F1 agrees cheaper power units for 2017 and beyond

Formula 1 F1 engines power units Ferrari Honda Renault Mercedes

Formula 1 announced a deal with the sport’s four engine manufacturers on Friday to reduce prices over three years from 2017, ensure all teams are supplied and reduce performance gaps.

The governing International Automobile Federation (FIA) said in a statement that the agreement had been approved by its World Motor Sport Council and would now be written into the regulations.

As part of the agreement, thrashed out over months, the FIA committed to stable power unit regulations until 2020 — something the manufacturers needed to make the engines more affordable.

Research into “improving the sound”, which means cranking up the volume to appease fans yearning for the old ear-splitting V8 wail, was under way with the aim of implementation by 2018 at the latest.

The 1.6-litre V6 turbo hybrid power units, made up of six main parts including the internal combustion engine and energy recovery systems, were introduced in 2014.

While far more fuel efficient, and technologically relevant to road car production, than ageing V8 engines, the new units have also been considerably more expensive.

A customer supply can cost well in excess of 20 million euros ($22.89 million), depending on the manufacturer, whereas FIA president Jean Todt has said 12 million would be an acceptable amount.

Bernie Ecclestone, chief executive of the Formula One Group, foreground, is followed by FIA president Jean Todt, left, and Red Bull team principal Christian Horner leave the press center after a meeting prior to the start of the Bahrain Formula One Grand Prix, at the Formula One Bahrain International Circuit, in Sakhir, Bahrain, Sunday, April 3, 2016. (AP Photo/Luca Bruno)

The FIA had threatened to introduce an independent power unit supplier if a deal could not be reached.

It said the new agreement would reduce the cost by one million euros in 2017 compared to 2016 prices. From 2018, the price would drop by a further three million euros.

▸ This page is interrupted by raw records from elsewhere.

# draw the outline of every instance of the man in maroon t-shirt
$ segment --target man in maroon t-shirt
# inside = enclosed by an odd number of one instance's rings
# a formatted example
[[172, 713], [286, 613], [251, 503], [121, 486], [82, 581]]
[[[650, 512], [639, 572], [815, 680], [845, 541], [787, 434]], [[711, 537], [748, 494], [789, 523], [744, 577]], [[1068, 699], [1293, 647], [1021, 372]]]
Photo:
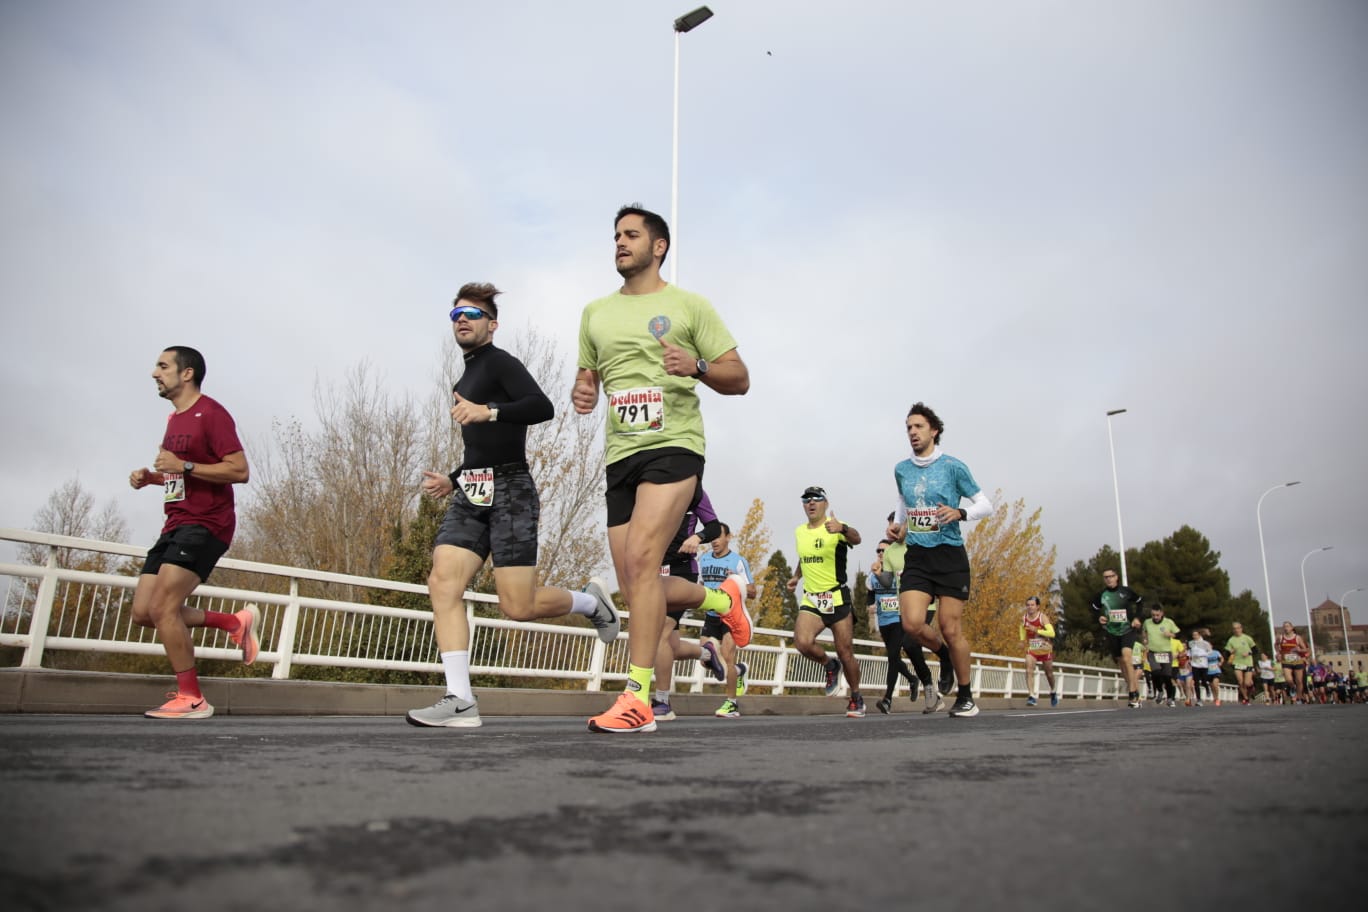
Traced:
[[156, 627], [171, 670], [176, 692], [143, 715], [154, 719], [207, 719], [214, 707], [200, 693], [195, 674], [195, 645], [191, 627], [228, 631], [242, 646], [250, 665], [259, 648], [257, 608], [248, 605], [235, 614], [201, 611], [186, 598], [209, 573], [233, 541], [237, 514], [233, 488], [247, 481], [247, 456], [237, 427], [227, 409], [200, 392], [204, 356], [193, 348], [173, 345], [157, 358], [152, 371], [157, 393], [175, 406], [166, 419], [166, 434], [152, 468], [134, 469], [128, 483], [134, 489], [160, 485], [166, 503], [161, 538], [147, 552], [138, 588], [133, 592], [133, 622]]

“Cost reduction on power units will be driven by changes to the sporting and technical regulations in 2017 and 2018, with a progressive reduction of the number of power unit elements per driver per season,” the FIA said.

Drivers are currently allowed five units per season, with penalties applied if they exceed their allocation.

The FIA said there would be an obligation to supply all teams, a bone of contention last year when Mercedes, Ferrari and Honda all ruled out providing engines to rivals Red Bull after that team fell out with Renault.

Red Bull are now using Renault units with TAG-Heuer branding.

Measures to reduce the performance gap, with Mercedes dominant since 2014 and newest arrivals Honda still some way off the pace, would include the removal of a system of ‘tokens’ limiting development during the season.

FIA Statement

The FIA is pleased to announce that, following extensive work done in conjunction with the four Power Unit manufacturers involved in the FIA Formula One World Championship, and with the support of the Commercial Rights Holder, a global agreement on power units has been reached for the 2017-2020 period

The agreement has been approved by all levels of the F1 governance structure, including the World Motor Sport Council, and will now be included as Technical and Sporting regulations for the 2017 and 2018 FIA Formula One World Championship.

The global agreement on power units covers four key areas relating to the cost and supply price, obligation to supply, performance convergence and the sound of the power units.

As part of the power unit agreement, adherence to the measures outlined below will see the FIA commit to supporting power unit regulations stability and the maintaining of the current Formula One governance structure for the 2017-2020 period.


  • Agreement has been reached on a significant reduction in the price of power unit supply to customer teams and a reduction in cost to manufacturers over the coming years.
  • In 2017 the power unit price for customer teams will be reduced by €1m per season compared to 2016.
  • From 2018, the annual supply price will be reduced by a further €3m.
  • Cost reduction on power units will be driven by changes to the Sporting and Technical regulations in 2017 and 2018, with a progressive reduction of the number of power unit elements per driver per season.


  • Supply of power units to customer teams will be ensured, as the homologation procedure will include an “obligation to supply” that will be activated in the event of a team facing an absence of supply.

Performance Convergence

  • The new agreement includes a package of measures aimed at achieving performance convergence.
  • The token system is to be removed from 2017
  • Additionally, constraints on power unit part weights, dimensions and materials, and on boost pressure will be introduced in 2017 and in 2018.